Warning: If your case facts involve a distinct modification or special scenario, DocketMath’s default period may not mirror every court handling detail. Use DocketMath outputs as a structured starting point, then verify with case-specific requirements.

6) Run the calculation and review outputs

Click Calculate (or the tool’s equivalent). You’ll typically see:

  • Child support output derived from Vermont’s guideline model under 15 V.S.A. § 656
  • Spousal maintenance (alimony) output modeled under 15 V.S.A. § 752
  • Potential totals or an aggregated summary

When reviewing:

  • Check that your income inputs are in the expected units (for example, monthly vs annual).
  • Look for any echoed values that confirm the tool used combined available income for the guideline calculation.
  • Confirm your alimony-related fields match the assumptions you intend to test.

7) Scenario-test with controlled changes

To validate that the calculator is behaving as expected, change one variable at a time.

Try this simple diagnostic sequence:

  • Increase Parent A available income by a fixed amount (example: +$250/month) and rerun.
  • Then reduce Parent B available income by the same fixed amount and rerun (keeping everything else constant).
  • If time-sharing/custody inputs exist, adjust only that field and rerun—without touching incomes.

What you’re looking for:

  • Child support should respond consistently with Vermont’s combined available income approach under 15 V.S.A. § 656.
  • Alimony should respond in a way that matches the tool’s 15 V.S.A. § 752-based modeling inputs/assumptions.

8) Export or record the results

If DocketMath offers a share link, export/download, or printable summary, save it.

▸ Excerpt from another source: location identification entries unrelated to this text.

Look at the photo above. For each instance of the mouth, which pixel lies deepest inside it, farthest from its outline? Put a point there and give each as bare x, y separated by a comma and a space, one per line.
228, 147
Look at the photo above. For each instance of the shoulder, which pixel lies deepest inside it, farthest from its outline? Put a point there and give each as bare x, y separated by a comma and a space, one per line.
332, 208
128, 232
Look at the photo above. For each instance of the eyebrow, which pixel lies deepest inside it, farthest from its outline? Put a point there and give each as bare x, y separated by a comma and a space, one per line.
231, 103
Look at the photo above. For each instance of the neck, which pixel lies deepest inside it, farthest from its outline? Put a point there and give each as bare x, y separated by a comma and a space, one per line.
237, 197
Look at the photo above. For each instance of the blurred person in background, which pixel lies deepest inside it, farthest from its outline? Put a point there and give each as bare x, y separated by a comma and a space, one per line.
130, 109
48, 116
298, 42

Recording:

  • your inputs,
  • the selections/assumptions you made,
  • and the output numbers

makes it much easier to compare scenarios later.

You can revisit the tool anytime here: /tools/alimony-child-support

Common pitfalls

Small input mismatches can create big differences in the results. These are the most common issues in Vermont runs of the alimony-child-support calculator:

  • Entering annual income when the tool expects monthly
    • Symptom: outputs look inflated by a factor that seems “too large.”
  • Swapping Parent A and Parent B
    • Symptom: you see an alimony direction or allocation that looks reversed.
  • Inconsistent units across fields
    • Example: income fields in one unit, another factor in a different unit.
  • Assuming claim-type-specific periods apply
    • Your jurisdiction note indicates no claim-type-specific sub-rule found, so rely on the general/default period behavior built into the Vermont setup.
  • Forgetting the combined-income logic for child support
    • Vermont’s statute focuses on the parents’ combined available income to determine the total child support obligation under 15 V.S.A. § 656.
  • Over-editing multiple variables at once
    • Diagnostic problem: you won’t know which input caused the change.
  • Treating calculator outputs as final determinations
    • DocketMath can’t capture every evidence issue, procedural rule, or case-specific fact a court may apply.

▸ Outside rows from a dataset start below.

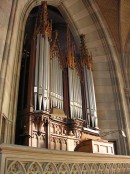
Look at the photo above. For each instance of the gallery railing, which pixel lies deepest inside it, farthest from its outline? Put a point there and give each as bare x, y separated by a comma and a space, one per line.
16, 159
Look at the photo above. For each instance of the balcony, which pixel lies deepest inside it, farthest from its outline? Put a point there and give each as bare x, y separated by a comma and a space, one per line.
16, 159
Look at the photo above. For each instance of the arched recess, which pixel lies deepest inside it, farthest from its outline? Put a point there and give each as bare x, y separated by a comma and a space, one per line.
23, 9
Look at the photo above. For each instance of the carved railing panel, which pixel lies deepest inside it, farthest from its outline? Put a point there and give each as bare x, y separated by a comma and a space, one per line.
25, 160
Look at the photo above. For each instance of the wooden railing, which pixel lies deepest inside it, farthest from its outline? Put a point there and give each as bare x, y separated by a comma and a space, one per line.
27, 160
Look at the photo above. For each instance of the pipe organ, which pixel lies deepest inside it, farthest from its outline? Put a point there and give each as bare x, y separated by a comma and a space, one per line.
61, 96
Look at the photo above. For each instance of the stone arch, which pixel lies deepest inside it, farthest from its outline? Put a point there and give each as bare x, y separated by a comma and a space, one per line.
15, 167
23, 9
34, 167
75, 169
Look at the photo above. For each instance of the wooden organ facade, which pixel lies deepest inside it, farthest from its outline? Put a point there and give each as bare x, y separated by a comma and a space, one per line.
56, 91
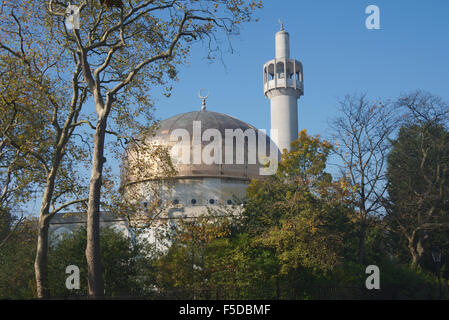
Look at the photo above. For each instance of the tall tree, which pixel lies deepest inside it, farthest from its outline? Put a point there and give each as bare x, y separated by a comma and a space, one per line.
361, 134
300, 213
123, 49
418, 173
46, 115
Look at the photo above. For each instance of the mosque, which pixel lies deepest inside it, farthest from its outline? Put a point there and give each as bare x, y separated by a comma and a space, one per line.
220, 180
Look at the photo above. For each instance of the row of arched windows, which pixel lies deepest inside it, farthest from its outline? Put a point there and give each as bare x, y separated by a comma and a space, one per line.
193, 202
293, 71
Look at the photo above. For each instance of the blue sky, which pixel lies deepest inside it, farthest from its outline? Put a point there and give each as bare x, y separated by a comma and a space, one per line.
340, 56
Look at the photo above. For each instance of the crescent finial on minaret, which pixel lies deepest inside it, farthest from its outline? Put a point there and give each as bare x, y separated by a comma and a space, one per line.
203, 100
282, 24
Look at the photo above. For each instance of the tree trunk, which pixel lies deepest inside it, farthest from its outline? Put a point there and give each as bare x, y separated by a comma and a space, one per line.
40, 262
416, 249
362, 237
93, 255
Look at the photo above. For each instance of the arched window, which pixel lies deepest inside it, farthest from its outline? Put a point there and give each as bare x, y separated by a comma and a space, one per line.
271, 71
280, 70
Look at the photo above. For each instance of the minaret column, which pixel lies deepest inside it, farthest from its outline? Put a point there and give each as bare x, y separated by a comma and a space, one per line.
283, 85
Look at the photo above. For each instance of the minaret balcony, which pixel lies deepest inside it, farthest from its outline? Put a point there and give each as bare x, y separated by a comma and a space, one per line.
274, 75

Pitfall: If the child support output doesn’t move when you change one parent’s income, confirm that the calculator is actually using that field as available income (and not a different label such as gross income).

Try it

Here’s a quick way to validate the Vermont run in DocketMath using the jurisdiction rules:

  1. Start with a baseline scenario:
    • Enter Parent A available income
    • Enter Parent B available income
    • Enter your alimony-related fields required by the calculator
  2. Run the calculation.
  3. Do a single-change test:
    • Increase Parent A available income by $250/month
    • Rerun and observe:
      • whether child support increases in a way consistent with Vermont’s guideline structure based on combined available income under 15 V.S.A. § 656
      • whether alimony shifts under 15 V.S.A. § 752 modeling assumptions

To keep your work organized, create 2–3 scenarios (for example: lower, baseline, higher income balance) and compare the deltas.